The cryptographic industry says goodbye to the year with a sharp retreat in the memecoin market, which has lost 65% of its total value. According to CoinMarketCap reports from December 19, the capitalization dropped to critical levels due to a lack of liquidity. The sector’s total capitalization fell drastically this month before the astonished eyes of thousands of active retail traders.
Hard data reveals that the ecosystem’s valuation sank to 35 billion dollars recently across major exchanges. Although there was a slight bounce toward 36 billion on Friday, the trend remains bearish for most assets. Annual trading volumes plummeted steeply right now reaching just 3.05 trillion dollars in total accumulated volume. In this way, the sector experienced a 72% drop in its transactional activity compared to the previous cycle.
This scenario is diametrically opposed to the success experienced during Christmas last year around the world. At that time, joke assets reached a record valuation of 100 billion dollars. Interest in high-risk assets is disappearing as investors seek refuge in projects with greater real-world utility. Therefore, these criptocurrencies have stopped functioning as the main thermometer of the speculative appetite of the retail sector.

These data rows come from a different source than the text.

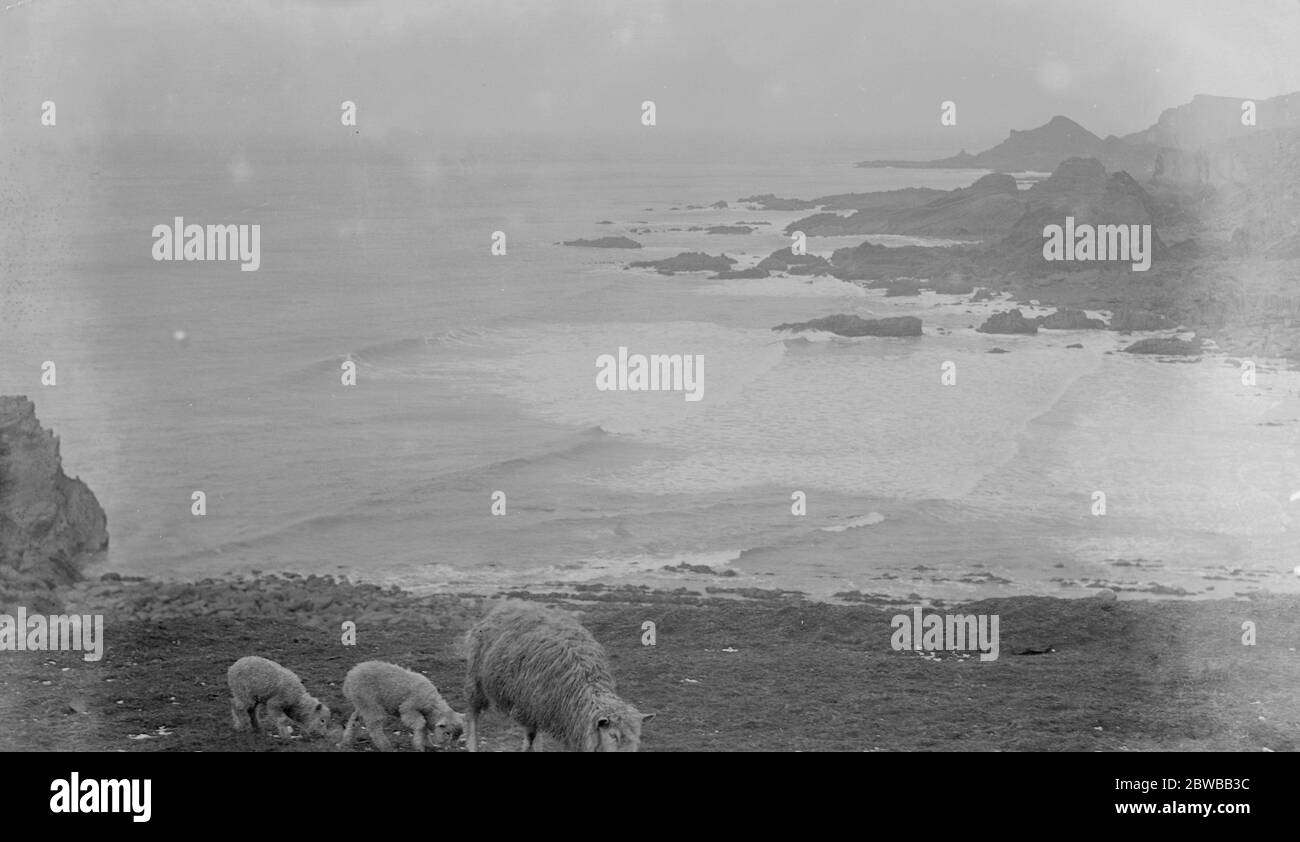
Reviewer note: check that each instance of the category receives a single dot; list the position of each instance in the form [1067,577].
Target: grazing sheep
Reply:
[546,672]
[259,682]
[377,689]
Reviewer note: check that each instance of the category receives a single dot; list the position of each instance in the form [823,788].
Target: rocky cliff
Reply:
[50,524]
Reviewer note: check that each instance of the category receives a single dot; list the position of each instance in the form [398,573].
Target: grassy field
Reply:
[724,675]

Failed political narratives and the distrust of new retail investors
During much of 2024, US and Argentine politics drove the explosive growth of various thematic tokens. Projects linked to figures like Donald Trump or Javier Milei dominated social media and launch platforms. The politicization of digital assets generated a bubble that ended up bursting violently in the middle of this year. However, the momentum quickly turned into skepticism after multiple suspicious insider trading activities were detected.
On the other hand, the lack of transparency in new launches pushed more conservative participants away from the ecosystem. Sudden price collapses and internal manipulations undermined the little confidence that remained in these digital assets. Distrust in recent launches paralyzed capital investment of fresh funds into the digital wallets of global users. Thus, market sentiment shifted toward extreme caution, making it difficult for current prices to recover.
Can other speculative sectors like NFTs regain their former glory anytime soon?
Likewise, the digital collectibles or NFT sector has followed a very similar downward trajectory this December. Its valuation fell to 2.5 billion dollars, marking the lowest point of the entire 2025 year. The digital collectibles market faces a crisis of participation that had not been seen for four years. This represents a 72% decline from the peak of 9.2 billion registered last January.
Finally, user activity on these platforms shows generalized and worrying fatigue for developers worldwide. The number of weekly sellers fell below 100,000 for the first time since April 2021. The reduction in the active user base worries significantly the companies that depend on these daily transactions. Therefore, the future of these assets will depend on their ability to offer real value beyond simple financial speculation.